This morning I was picked by a cab at 6.15am to go to the BBC studios on Great Portland Street. The driver, who was Afro-Caribbean, told me that his two daughters, aged four and five, were excited about the inauguration. His five year-old had got up at 5.30am so that she could see her dad on this historic day. She just wanted to share a moment with her father on what was, for her, an important day in her very young life.
What message will she take from the story of soon-to-be President Barack Obama? Yes, it sounds trite. But yes, she can. When she is struggling at school, facing prejudice, confusion, frustration, she has an inspirational reference point. When she's told that she's not good enough or she sees people less talented than her succeed or given an unfair advantage then she knows that if she perseveres then she is just as good if not better than her peers. This is not just a message for one ethnicity or race or a single nation. It is an uplifting and energising tale of endeavour and just reward; of principle and, yes, change. It is for us all.
Unless his presidency descends into disaster, that story, a new American folklore, will endure. Before he has sent a single piece of legislation to Congress, signed his first Executive Order, made his first appointment, or delivered his first presidential address, Barack Obama has already become the motivation for the sort of change he believes in. That is not change that is found in laws but it is the type of change that is to be found people's souls. It is the type of magnificent poetry that can energise generation after generation.
Emmett Till you did not die in vain.
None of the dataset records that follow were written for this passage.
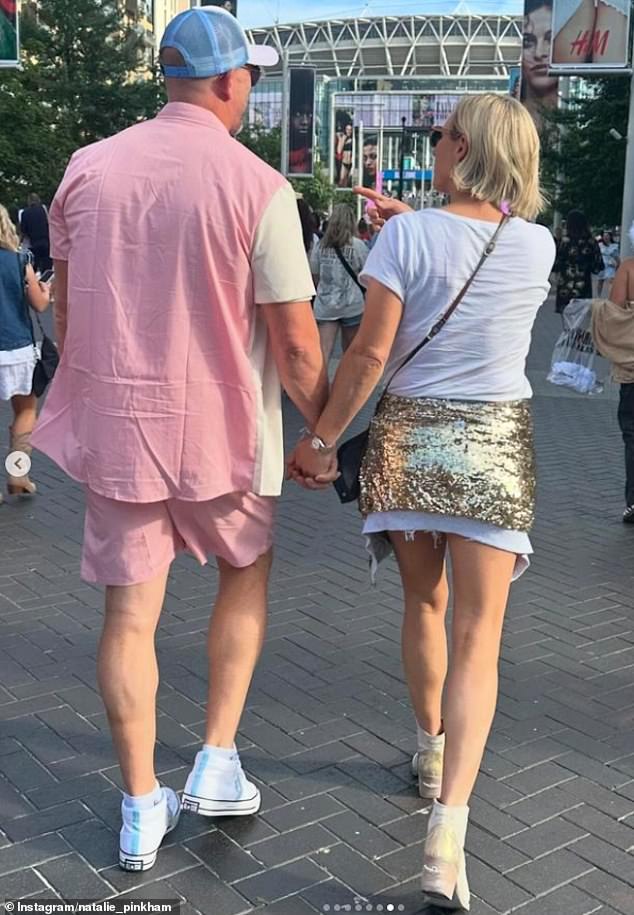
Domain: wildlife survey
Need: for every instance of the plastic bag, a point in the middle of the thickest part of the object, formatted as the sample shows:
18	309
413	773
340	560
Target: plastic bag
574	363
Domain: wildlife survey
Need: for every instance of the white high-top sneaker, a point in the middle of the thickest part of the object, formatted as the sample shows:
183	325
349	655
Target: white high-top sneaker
217	786
144	830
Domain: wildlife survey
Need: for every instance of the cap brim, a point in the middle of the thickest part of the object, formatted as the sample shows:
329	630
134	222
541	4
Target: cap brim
263	55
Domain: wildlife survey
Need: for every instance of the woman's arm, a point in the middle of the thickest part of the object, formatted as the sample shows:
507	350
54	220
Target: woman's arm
38	294
359	373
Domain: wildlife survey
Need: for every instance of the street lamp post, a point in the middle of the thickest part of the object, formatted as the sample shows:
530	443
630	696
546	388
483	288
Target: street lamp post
401	181
628	187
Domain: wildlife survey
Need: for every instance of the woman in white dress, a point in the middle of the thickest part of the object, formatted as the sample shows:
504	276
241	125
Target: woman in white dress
610	254
449	465
19	288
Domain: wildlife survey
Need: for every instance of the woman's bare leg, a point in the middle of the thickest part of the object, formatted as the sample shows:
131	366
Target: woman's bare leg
482	578
327	336
424	639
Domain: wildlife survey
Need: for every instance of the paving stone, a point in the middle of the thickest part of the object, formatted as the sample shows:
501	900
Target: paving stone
278	882
206	893
294	844
301	813
567	900
21	884
72	878
551	871
32	852
548	837
361	875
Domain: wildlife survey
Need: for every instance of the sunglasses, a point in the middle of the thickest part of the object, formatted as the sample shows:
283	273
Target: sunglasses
437	133
255	74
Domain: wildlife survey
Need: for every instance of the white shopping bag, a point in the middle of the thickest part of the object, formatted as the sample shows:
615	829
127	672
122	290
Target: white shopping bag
574	363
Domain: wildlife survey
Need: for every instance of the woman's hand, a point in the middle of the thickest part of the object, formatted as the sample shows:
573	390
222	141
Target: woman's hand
383	208
312	469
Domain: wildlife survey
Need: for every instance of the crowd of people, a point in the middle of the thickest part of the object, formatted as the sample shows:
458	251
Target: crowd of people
173	422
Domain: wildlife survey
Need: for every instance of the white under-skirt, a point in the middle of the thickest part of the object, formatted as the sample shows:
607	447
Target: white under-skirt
410	523
16	371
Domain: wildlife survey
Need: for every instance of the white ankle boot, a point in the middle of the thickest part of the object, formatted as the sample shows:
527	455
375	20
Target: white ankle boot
427	763
444	881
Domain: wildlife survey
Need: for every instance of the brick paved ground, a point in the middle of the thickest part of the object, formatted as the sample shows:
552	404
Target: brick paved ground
328	732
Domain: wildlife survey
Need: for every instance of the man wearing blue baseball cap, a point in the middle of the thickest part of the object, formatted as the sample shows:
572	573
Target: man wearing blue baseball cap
182	255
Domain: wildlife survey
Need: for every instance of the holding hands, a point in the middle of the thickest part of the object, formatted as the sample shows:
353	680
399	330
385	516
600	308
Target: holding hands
311	465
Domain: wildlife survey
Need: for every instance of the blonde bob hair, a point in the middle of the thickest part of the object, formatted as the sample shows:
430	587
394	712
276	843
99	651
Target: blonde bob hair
502	161
8	235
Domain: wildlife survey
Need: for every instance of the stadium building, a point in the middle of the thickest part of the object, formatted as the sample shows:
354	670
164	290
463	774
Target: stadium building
377	74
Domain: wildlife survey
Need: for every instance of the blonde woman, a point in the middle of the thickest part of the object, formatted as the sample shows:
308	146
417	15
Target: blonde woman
336	263
19	288
449	466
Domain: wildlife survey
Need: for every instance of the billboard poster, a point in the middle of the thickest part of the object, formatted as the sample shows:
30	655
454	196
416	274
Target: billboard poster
539	88
301	131
9	34
590	35
370	159
345	148
230	5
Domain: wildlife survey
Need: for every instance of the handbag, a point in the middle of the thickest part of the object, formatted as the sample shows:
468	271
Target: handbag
47	353
350	455
348	268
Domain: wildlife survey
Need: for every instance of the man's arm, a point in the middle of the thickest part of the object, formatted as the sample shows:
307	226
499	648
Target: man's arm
60	307
282	288
295	344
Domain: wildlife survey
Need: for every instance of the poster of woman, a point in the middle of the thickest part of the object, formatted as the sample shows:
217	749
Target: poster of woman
591	34
540	90
9	53
345	148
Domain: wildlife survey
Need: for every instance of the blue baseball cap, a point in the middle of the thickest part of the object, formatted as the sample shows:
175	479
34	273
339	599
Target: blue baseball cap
212	42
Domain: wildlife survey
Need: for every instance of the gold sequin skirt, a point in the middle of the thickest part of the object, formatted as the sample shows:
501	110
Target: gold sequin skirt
468	459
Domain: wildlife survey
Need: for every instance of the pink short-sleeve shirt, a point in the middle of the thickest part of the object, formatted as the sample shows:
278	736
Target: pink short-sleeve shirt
173	232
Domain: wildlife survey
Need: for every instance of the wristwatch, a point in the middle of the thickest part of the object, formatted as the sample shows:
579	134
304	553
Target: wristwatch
316	443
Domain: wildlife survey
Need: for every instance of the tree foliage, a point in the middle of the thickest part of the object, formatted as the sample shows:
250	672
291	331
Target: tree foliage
585	169
83	79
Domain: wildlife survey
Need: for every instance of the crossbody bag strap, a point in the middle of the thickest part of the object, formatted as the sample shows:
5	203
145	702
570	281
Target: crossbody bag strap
438	326
348	268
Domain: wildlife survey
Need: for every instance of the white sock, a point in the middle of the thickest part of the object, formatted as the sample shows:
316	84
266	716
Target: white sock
455	817
144	801
429	741
220	753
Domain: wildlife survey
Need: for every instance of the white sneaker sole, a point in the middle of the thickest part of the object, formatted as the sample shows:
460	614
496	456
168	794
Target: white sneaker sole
137	863
212	807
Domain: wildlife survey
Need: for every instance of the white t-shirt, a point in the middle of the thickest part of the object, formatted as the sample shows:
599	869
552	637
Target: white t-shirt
425	258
Nor you, Martin Luther King. To the man in Altgeld Gardens- where Barack Obama was a community organiser- who voted for the first time this year and couldn't even register to vote because he couldn't read and write, you can have dreams for your grand-children that you never had for yourself. Everyone who marched, was beaten back by police dog, water cannon and stick, all you who prayed, pleaded, cajoled and resisted, your struggles have been rewarded.
The racial inequality does not evaporate with the election of a single man. Nor can four or eight years reverse the legacy of 250 years of injustice. What does change though is the hope. America has come a long way. It has a long road to travel. Now each mile will feel shorter. Every upward slope will feel flatter. No longer are you lonely travellers on the road. The journey is not complete nor is it just beginning. But you are now travelling as a troop. You have a horse and cart. You have no need to hunger or thirst. You can do it. All of you. All of us.
But this isn't only a story of racial division and injustice. It is not simply about the historical crimes that have been committed against America's blacks. It is far bigger than even that. It is not about looking back but reaching into America's history to define a new future. This America- this America that we have long waited for- is a new place. It is a place far more aligned with the founding promise of the declaration of independence. You have been steered off course. You are now back on track. This could be your time.
When five year-old kids feel a sense of history. When they feel a connection to prevailing political wind then there is promise anew. Politics is a tool. When it is wielded by the masses it is a tool for the common good. Our collective hands toil with determination. Yes, things can be different. Yes, they should be different. What more jolting message can there be for us in Britain who far too often slouch in scepticism? These moments can be ours too.
This belief in collective endeavour is Barack Obama's gift to the world. It may be transitory. Or it may endure. Whichever it is, let's enjoy this moment: one of conviction and faith, hope and optimism. President Barack Obama, may a righteous wind be in your sails. May you be the President of your own and our dreams. All men are created equal. Only some achieve the greatness that could be your destiny. Now it is your time. And ours too.